As for industry, Q1 FY24 saw a growth rate of 4.6% over the previous year, leaving much to be desired. Mining, manufacturing and electricity output did improve, but the biggest setback is the contraction seen on a sequential basis, although Q4 and Q1 may not be entirely an apt comparison. The biggest worry is the uncertainty surrounding global commodity prices, and rising interest rates that could exert pressure on the profit margins and production volumes of producers.
On the expenditure side, private consumption needs to be fully awakened by a deafening whistle. While it grew by a modest 6% in the first quarter of the current fiscal, its percentage share to GDP reduced to 57.3% from 58% a year ago. All bets are now on the festive season spending of Q2 and Q3 to make up for the lost ground, as spending remains flat during Q4 typically. For instance, while private consumption remained weak in Q4 of FY23, the headline number for the full fiscal remained respectable.

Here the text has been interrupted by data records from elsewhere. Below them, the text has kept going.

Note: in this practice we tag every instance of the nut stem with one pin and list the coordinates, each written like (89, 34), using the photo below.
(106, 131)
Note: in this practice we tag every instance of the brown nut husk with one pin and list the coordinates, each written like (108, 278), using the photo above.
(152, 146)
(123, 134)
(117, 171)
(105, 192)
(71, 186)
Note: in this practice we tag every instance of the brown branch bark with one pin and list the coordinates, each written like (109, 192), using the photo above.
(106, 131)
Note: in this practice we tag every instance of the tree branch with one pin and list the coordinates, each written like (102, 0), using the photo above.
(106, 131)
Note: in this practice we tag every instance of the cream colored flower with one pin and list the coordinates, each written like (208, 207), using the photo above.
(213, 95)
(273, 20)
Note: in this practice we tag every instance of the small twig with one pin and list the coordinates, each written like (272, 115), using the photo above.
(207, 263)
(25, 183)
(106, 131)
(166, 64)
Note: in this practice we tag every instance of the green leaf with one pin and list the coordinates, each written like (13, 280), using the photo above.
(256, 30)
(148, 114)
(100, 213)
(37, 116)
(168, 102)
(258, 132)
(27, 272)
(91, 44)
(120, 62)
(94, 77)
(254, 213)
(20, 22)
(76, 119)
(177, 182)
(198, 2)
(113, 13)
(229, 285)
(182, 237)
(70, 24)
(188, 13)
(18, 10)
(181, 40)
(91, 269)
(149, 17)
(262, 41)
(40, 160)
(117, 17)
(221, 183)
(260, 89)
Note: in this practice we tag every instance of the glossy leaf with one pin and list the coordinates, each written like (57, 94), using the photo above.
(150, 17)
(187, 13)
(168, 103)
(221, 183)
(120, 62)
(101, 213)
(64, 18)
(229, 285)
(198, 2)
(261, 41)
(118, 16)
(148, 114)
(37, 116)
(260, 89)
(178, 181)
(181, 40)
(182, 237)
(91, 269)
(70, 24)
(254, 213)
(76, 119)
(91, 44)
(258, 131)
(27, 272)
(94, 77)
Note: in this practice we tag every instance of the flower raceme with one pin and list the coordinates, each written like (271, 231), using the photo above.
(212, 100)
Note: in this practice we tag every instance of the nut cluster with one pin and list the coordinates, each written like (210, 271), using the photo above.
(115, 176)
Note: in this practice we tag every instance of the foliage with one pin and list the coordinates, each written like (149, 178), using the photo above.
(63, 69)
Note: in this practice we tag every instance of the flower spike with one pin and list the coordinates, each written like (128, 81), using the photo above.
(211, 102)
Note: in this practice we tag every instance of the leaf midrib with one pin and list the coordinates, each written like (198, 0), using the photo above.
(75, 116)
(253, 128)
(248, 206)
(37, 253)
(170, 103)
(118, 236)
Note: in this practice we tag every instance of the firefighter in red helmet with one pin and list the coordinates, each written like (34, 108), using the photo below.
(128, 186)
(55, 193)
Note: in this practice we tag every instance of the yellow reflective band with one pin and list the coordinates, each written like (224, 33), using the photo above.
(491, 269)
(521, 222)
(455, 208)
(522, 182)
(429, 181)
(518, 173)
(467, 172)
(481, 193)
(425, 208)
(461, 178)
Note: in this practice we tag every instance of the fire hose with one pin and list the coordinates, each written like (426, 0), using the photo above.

Private investments are finally making some pleasing noises, but officials whisper that it’s not punching above its weight. The first quarter of the current fiscal saw an 8% increase in investments over the previous year, though its percentage share to GDP remained flat at 34.7%. Though corporate announcements like Maruti Suzuki’s Rs 45,000 crore investment pipeline are somewhat uplifting, the 34% decline in FDI inflows in Q1 at $10.94 billion neutralizes the momentum. Overall, private investments do need all the spirit and enthusiasm of ISRO’s Vikram lander to slingshot its way from the passive orbit to the more aggressive, animal-spirits orbit.
All eyes will also be on government expenditure, which has been playing the role of a relief pitcher for a while now. In Q1, it contracted by 0.7% over last year, perhaps for the first time in recent years, while its percentage share to GDP fell to 10.1% from 11%. This is a significant departure from the centre’s stated intent of frontloading expenditure in the first half of the fiscal for optimal output. The government did allocate a handsome capex for the current fiscal and given the election year, how it goes about its spending will be closely watched.
The other biggest setback was exports, which too contracted by a heart-sinking 8% in Q1, FY24 over the previous year.